The biggest problem with climate models is not knowing what people will do tomorrow. There is a terrible lack of working crystal balls, unfortunately.
And climate models are incredibly conservative. In the face of near complete ignorance on an issue, a constant based on the current situation is input as an approximation or else a simple linear function of time is used (solar insolation is a fixed constant or else only slightly allowed to change because there aren't any non-linear models to predict anything different for the sun.) In the face of partial knowledge, such as with clouds where our detailed measurements of winds aloft and geographical impacts on it and other measurements are sorely lacking or our available compute power simply isn't up to the task, approximations are used (and updated regularly) that are based upon actual observations and extrapolations from there. Where good physics is known and the compute power is available, such as with line by line radiation physics, then fairly accurate modeling is used. But scientists don't go around making stuff up and putting it into the models. So if there is no knowledge on the non-linear responses of the Greenland ice sheet, a simple linear model is used despite the fact that it's known that the linear model doesn't work right. Without a good baseline to justify some non-linear model, it's avoided.
The sad thing about that is that non-linear equations have to be treated with rather different mathematical analysis than is used in models today. Such physical system states are governed by a potential, V(x;c), that can be described (at least in part) by a point x, which is an element of the field Rⁿ, that minimizes the potential. Changing external conditions change the values of the control parameters c; changing c, in turn, changes the shape of the potential V(x;c). As the shape of the potential changes, the original global minimum in which the system state sits may become a metastable local minimum (because some faraway minimum assumes a lower value), or it may even disappear. Such a system state may also quite literally jump from one local minimum to another. Deciding when and to which minimum the jump occurs is (at least in part, again) the subject of two commonly applied conventions, the Delay Convention and the Maxwell Convention. The essence here is that the dynamical considerations can be brought into elementary, static catastrophe theory by bringing back in the time derivatives of a system. In short, non-linear equations combine into moving cusps and sudden folds and must be analyzed as a dynamic catastrophe system of equations. But this just isn't handled in climate modeling. Yet it's still true that system collapses and sudden shifts CERTAINLY DO happen in reality. But no climate model I've heard of captures any of these sudden transitions.

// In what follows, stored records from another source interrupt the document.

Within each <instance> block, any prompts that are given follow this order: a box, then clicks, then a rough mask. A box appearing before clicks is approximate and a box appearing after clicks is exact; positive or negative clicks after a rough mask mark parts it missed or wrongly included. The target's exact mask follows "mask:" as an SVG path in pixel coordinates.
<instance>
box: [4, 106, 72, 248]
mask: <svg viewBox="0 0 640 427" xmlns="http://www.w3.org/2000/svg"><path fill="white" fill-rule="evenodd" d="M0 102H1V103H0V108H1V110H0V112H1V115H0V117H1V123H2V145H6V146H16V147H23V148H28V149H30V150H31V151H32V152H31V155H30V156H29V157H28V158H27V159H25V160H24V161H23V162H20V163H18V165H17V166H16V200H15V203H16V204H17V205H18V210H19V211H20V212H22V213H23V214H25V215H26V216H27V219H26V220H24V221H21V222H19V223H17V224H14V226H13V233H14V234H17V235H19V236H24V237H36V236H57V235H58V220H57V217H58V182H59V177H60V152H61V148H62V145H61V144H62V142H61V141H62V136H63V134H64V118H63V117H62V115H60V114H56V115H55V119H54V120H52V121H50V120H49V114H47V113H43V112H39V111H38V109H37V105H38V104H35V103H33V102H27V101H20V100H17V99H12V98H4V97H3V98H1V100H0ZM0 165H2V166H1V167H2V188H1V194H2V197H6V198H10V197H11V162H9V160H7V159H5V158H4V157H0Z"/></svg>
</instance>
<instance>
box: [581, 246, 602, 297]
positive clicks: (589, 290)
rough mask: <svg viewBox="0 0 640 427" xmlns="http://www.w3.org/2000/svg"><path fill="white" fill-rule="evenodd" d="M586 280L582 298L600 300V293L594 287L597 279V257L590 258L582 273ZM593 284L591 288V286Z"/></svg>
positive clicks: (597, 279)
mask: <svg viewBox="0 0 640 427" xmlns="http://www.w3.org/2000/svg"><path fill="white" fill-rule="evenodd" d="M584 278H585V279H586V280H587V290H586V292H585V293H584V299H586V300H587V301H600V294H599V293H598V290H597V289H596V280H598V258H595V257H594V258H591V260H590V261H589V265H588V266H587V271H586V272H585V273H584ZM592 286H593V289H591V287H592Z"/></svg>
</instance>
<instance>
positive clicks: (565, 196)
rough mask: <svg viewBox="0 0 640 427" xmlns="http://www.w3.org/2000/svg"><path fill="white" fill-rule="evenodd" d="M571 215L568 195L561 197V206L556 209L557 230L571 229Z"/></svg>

There is a great deal that remains yet to be discovered. And the specific nature of the interface between the Greenland land mass underneath the ice sheet there and what exactly this interface is doing just isn't known well, for example, though we do know that it's responses are probably going to be non-linear in nature. But absent awareness of what we don't know, and absent details about aspects we only vaguely apprehend today, no one is going to just poke code into climate models for it. The unknowns still happen in reality. The only vaguely understood aspects also still happen in reality. But climate modelers cannot yet incorporate any of that until more is understood.
So they remain very, very conservative in the face of such RAPID change as is taking place now. They will always be behind the power curve. And this is especially bad in the case of systems with phase changes and other non-linear ways of combining under rapid change. Which is why LOTS more research is needed, and on a par with the speed with which we are changing things -- which means sooner than later.
Having _some_ experiences with this kind of theory (read Gilmore's 1981 edition of Catastrophe Theory for Scientists and Engineers), I have a much more profound respect for what _could_ take place that isn't captured in current models and probably never will be.
But an equally big issue, if not the most important issue, will be the lack of that working crystal ball about human behavior in the future.
The models help us discuss some reasoned minimum bounds and to ascribe the current very rapid warming to human impacts (because without those human impacts added to the models, you simply can't get "here" from "there.") I think it's the wrong question to ask "if the models actually worked" though. They don't predict the future and never will and aren't even supposed to. So the question can't be answered at all and is pointless to ask, my opinion.